So quite a few ports on these suckers, all of which will need to be absorbed into the AS Thunderbolt model somehow. A vendor that offered a plan, a dock, or suite of hardware for cMP migrants would be helpful. ...and maybe an M1 Thunderbolt for Dummies class


----------



## rnb_2 (Nov 24, 2021)

OWC's new 11-port Thunderbolt 4 dock is now in stock (they had been saying December).


----------



## pcarrilho (Nov 24, 2021)

I am using a CalDigit with my macbook Air M1 and i love it.


----------



## danwool (Nov 24, 2021)

rnb_2 said:


> OWC's new 11-port Thunderbolt 4 dock is now in stock (they had been saying December).


Another Thunderbolt novice question, sry:

Can someone please tell me what I'd need to run four 2k displays from an M1 Max MBP? This dock (and others) says it can handle "up to two 4K displays" (none I've seen ever say more than two). Does this mean I'd need an additional dock, on another Tb bus, to run another two displays? ...or could my four lower res 2ks be run from this/a single dock?


----------



## rnb_2 (Nov 24, 2021)

danwool said:


> Another Thunderbolt novice question, sry:
> 
> Can someone please tell me what I'd need to run four 2k displays from an M1 Max MBP? This dock (and others) says it can handle "up to two 4K displays" (none I've seen ever say more than two). Does this mean I'd need an additional dock, on another Tb bus, to run another two displays? ...or could my four lower res 2ks be run from this/a single dock?


I believe you can only have two displays on any single Thunderbolt bus, regardless of resolution, so to run four (with the assumption that none of them are Thunderbolt displays, which you can daisy-chain natively), you'd need a hub, dock, or adapter (Sonnet makes Thunderbolt adapters to run 2xHDMi or 2xDP, for instance) on one Thunderbolt port to take care of two displays. You can do the same with the other two, or put each on the end of a Thunderbolt chain via a USB-C to HDMI cable.


----------



## danwool (Nov 24, 2021)

rnb_2 said:


> I believe you can only have two displays on any single Thunderbolt bus, regardless of resolution, so to run four (with the assumption that none of them are Thunderbolt displays, which you can daisy-chain natively), you'd need a hub, dock, or adapter (Sonnet makes Thunderbolt adapters to run 2xHDMi or 2xDP, for instance) on one Thunderbolt port to take care of two displays. You can do the same with the other two, or put each on the end of a Thunderbolt chain via a USB-C to HDMI cable.

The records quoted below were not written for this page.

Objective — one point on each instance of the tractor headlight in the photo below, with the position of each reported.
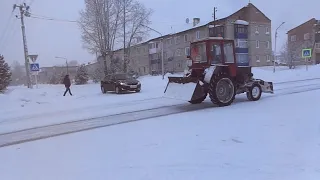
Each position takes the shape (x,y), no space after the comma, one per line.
(189,62)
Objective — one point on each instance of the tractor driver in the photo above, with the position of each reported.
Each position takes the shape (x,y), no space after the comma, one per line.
(215,54)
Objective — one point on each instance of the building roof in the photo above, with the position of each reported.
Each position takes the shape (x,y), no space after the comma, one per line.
(189,26)
(312,19)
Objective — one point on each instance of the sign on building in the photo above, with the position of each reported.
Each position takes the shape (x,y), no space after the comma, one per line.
(306,53)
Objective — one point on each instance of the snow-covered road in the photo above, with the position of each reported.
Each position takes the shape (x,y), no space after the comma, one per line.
(275,138)
(149,108)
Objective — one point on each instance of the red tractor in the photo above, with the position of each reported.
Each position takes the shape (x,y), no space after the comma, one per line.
(213,70)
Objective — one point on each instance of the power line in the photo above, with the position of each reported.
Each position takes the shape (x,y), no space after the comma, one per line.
(53,19)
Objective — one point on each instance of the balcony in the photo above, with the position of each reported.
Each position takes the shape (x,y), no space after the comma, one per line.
(217,31)
(241,50)
(154,47)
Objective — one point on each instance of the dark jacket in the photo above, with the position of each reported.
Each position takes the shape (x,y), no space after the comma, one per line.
(66,81)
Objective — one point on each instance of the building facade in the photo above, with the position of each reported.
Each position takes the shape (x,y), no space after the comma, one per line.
(249,27)
(306,35)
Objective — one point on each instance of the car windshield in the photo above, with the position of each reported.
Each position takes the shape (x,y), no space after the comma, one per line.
(122,76)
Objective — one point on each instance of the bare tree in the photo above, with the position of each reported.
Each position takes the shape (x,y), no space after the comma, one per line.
(100,23)
(136,18)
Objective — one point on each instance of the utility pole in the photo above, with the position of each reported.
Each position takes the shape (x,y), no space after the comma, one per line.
(275,48)
(214,16)
(124,36)
(24,11)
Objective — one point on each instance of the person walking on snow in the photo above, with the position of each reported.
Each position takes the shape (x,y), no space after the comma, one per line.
(67,84)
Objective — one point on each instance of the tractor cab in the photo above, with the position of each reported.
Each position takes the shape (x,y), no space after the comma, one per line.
(211,51)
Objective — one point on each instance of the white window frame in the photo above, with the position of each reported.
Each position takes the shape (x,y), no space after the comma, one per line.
(187,51)
(198,35)
(178,52)
(185,37)
(257,58)
(257,29)
(176,40)
(240,43)
(267,30)
(268,57)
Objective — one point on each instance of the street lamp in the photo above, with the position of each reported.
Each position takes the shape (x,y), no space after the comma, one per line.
(161,41)
(66,62)
(275,48)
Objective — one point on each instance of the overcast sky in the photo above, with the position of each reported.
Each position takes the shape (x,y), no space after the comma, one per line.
(51,38)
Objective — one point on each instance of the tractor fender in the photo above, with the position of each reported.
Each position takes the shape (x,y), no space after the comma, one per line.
(211,71)
(208,73)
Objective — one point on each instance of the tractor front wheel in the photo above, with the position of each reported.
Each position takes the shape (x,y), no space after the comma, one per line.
(254,92)
(198,101)
(222,90)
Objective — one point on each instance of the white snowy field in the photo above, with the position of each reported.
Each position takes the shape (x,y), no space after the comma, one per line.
(23,108)
(275,138)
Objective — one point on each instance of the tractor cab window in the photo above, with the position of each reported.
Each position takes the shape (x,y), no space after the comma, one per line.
(215,53)
(228,52)
(198,53)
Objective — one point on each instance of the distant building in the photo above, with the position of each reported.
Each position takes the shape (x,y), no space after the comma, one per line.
(306,35)
(46,73)
(249,27)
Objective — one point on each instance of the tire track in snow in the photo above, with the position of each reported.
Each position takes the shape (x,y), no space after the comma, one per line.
(124,104)
(38,133)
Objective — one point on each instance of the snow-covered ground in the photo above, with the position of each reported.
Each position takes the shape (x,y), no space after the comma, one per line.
(23,108)
(275,138)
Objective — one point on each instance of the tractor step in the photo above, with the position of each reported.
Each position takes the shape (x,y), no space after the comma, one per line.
(185,88)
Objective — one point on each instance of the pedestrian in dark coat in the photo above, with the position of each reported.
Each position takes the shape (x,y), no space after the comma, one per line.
(67,84)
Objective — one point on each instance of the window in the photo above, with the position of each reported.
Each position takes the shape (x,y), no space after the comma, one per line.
(216,54)
(228,53)
(177,39)
(267,30)
(241,43)
(185,37)
(198,34)
(268,58)
(199,53)
(178,52)
(257,58)
(257,30)
(242,58)
(187,51)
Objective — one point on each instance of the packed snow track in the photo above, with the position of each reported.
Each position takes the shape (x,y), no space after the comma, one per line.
(32,134)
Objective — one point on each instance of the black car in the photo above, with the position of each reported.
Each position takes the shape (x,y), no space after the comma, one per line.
(120,83)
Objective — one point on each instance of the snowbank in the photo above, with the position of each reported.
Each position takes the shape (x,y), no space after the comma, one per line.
(247,140)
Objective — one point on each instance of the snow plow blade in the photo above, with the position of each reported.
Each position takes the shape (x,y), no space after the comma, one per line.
(184,88)
(266,87)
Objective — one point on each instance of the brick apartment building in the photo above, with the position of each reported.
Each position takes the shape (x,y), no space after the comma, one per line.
(306,35)
(249,27)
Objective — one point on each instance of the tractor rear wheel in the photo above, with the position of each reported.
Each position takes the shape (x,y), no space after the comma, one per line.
(198,101)
(254,92)
(222,90)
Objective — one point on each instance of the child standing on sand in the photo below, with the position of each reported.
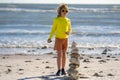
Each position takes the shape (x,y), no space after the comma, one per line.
(61,28)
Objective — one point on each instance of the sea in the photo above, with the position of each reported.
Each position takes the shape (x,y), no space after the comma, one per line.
(28,25)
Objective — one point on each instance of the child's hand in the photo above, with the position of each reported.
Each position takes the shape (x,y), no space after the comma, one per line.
(68,33)
(49,40)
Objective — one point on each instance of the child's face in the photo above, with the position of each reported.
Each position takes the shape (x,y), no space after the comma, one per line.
(64,12)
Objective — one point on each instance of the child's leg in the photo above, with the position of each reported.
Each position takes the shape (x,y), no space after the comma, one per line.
(63,58)
(59,57)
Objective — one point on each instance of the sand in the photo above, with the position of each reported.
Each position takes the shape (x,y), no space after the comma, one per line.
(43,67)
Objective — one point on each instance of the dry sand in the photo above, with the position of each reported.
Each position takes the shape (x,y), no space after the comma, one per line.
(43,67)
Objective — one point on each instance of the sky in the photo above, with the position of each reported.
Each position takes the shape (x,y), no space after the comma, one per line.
(64,1)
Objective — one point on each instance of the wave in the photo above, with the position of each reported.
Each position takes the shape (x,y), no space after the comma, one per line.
(100,10)
(25,10)
(22,32)
(96,34)
(72,9)
(46,32)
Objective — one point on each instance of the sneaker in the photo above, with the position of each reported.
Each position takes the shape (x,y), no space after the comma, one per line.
(58,73)
(63,72)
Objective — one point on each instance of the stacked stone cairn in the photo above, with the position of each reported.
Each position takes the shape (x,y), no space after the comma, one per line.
(73,72)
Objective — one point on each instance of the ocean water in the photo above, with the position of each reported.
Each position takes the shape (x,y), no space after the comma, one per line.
(29,25)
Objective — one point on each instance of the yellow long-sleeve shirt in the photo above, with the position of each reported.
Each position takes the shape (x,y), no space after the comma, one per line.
(60,27)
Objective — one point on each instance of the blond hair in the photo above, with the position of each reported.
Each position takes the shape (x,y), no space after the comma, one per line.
(62,6)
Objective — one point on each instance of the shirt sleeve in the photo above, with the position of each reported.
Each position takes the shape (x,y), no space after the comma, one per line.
(53,29)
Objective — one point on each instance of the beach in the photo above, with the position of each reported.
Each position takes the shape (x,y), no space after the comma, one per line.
(26,55)
(104,66)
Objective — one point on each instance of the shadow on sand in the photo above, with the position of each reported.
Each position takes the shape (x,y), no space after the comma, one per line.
(46,77)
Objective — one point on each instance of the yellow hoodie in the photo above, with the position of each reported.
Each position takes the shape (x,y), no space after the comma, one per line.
(60,27)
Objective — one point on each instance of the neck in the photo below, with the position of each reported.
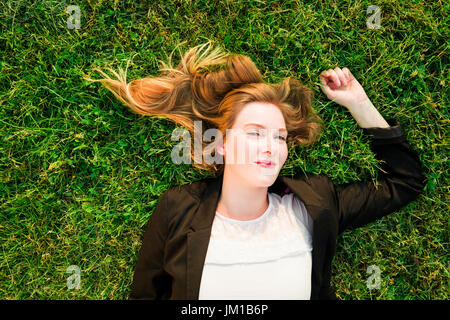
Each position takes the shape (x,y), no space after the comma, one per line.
(241,201)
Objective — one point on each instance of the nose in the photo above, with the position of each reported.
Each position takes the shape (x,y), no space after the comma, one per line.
(268,145)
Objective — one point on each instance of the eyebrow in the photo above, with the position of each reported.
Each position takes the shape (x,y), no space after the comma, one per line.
(261,126)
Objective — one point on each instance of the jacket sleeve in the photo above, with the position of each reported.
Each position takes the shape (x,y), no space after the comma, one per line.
(150,280)
(359,203)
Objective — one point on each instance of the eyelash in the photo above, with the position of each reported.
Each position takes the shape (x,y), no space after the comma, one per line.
(282,138)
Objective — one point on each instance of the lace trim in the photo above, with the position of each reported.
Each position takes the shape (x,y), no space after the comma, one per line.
(229,252)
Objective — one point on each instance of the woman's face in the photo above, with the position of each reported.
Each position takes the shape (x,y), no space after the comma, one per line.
(258,136)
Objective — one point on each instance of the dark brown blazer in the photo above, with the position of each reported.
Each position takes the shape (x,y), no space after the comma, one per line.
(170,261)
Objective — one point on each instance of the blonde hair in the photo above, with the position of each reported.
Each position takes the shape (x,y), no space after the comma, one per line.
(213,86)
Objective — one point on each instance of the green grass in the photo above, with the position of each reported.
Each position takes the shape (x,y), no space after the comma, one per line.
(80,174)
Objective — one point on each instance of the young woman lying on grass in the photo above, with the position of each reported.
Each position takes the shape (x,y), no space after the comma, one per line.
(249,233)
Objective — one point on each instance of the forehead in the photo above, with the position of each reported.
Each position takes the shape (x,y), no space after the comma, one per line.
(265,114)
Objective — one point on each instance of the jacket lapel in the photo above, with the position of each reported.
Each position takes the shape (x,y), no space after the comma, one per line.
(199,234)
(200,230)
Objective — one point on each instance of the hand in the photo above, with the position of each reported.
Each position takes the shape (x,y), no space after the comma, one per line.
(341,87)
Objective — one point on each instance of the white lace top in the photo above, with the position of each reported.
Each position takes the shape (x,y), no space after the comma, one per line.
(265,258)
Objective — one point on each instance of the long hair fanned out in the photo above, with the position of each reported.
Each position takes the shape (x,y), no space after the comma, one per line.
(213,86)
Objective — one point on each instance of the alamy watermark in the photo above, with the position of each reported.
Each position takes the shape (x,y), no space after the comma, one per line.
(74,19)
(374,281)
(373,22)
(74,281)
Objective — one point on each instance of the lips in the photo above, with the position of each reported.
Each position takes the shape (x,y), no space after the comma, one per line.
(265,164)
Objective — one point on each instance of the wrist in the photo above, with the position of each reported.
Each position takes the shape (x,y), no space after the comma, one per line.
(367,116)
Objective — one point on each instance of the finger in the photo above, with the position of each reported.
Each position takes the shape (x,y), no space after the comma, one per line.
(346,74)
(341,76)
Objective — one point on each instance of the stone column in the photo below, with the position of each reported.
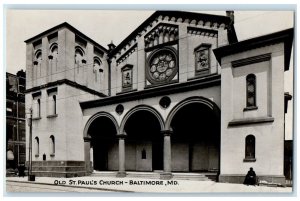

Thanks so much! This is the most useful response I've gotten yet on this question. 

One more thing. The 2021 MBPs have an HDMI out. Is that it's own thing, apart form the Tb busses? Would that HDMI out and then the MBPs display get me to four total, if I were to put two on one of the Tb busses?


----------



## rnb_2 (Nov 24, 2021)

danwool said:


> Thanks so much! This is the most useful response I've gotten yet on this question.
> 
> One more thing. The 2021 MBPs have an HDMI out. Is that it's own thing, apart form the Tb busses? Would that HDMI out and then the MBPs display get me to four total, if I were to put two on one of the Tb busses?


Yes, if you count the MBP's display as one of your 4, the HDMI port + a hub/dock/adapter can get you the other three.


----------